Barrel aged cocktails have slowly, over the last couple of years, become quite the thing in cocktail circles. Originally brought to these shores by intrepid mixologist Jeffrey Morgenthaler in Portland, Oregon who is the bar manager at Clyde Common the restaurant/Bar in the Ace Hotel.
The trend, from the best I can tell started in London, where the cocktails were aged in bottles. Here in the States, with the help of Tuthilltown Spirits they are made in aged oak barrels which come in a variety of sizes and can be ordered on-line by any cocktail enthusiast with the inclination. When I found this out, I, predictably went on-line and ordered myself one. They have a “barrel aged cocktail kit” which is a bottle with a lid and piece of aged oak in it – I felt that if I was going to do it I wanted to go all the way so ordered the smallest barrel they sell (5 liters) they are made from White America Oak and have not been used – so I am hoping that the flavor of each aged cocktail I make will evolve.This is where you come in which cocktail should be my first one?

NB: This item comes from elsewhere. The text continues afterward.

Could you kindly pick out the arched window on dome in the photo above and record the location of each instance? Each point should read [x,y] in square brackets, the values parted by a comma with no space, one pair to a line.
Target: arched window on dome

I’ve narrowed it down to three:
Negroni: Gin, Campari, Sweet Vermouth
Manhattan: Rye, Sweet Vermouth, Angostura Bitters
Chrysanthemum: Benedictine, Dry Vermouth (white), Absinthe
Of course I want them all and I also am tempted to make Vieux Carre after reading David Lebovitz’s post on his aged cocktail experience. So many choices and only one barrel – what is a budding mixologist to do? Help me out and leave your vote in the comments. Then in 2 months you can come over and have a cocktail.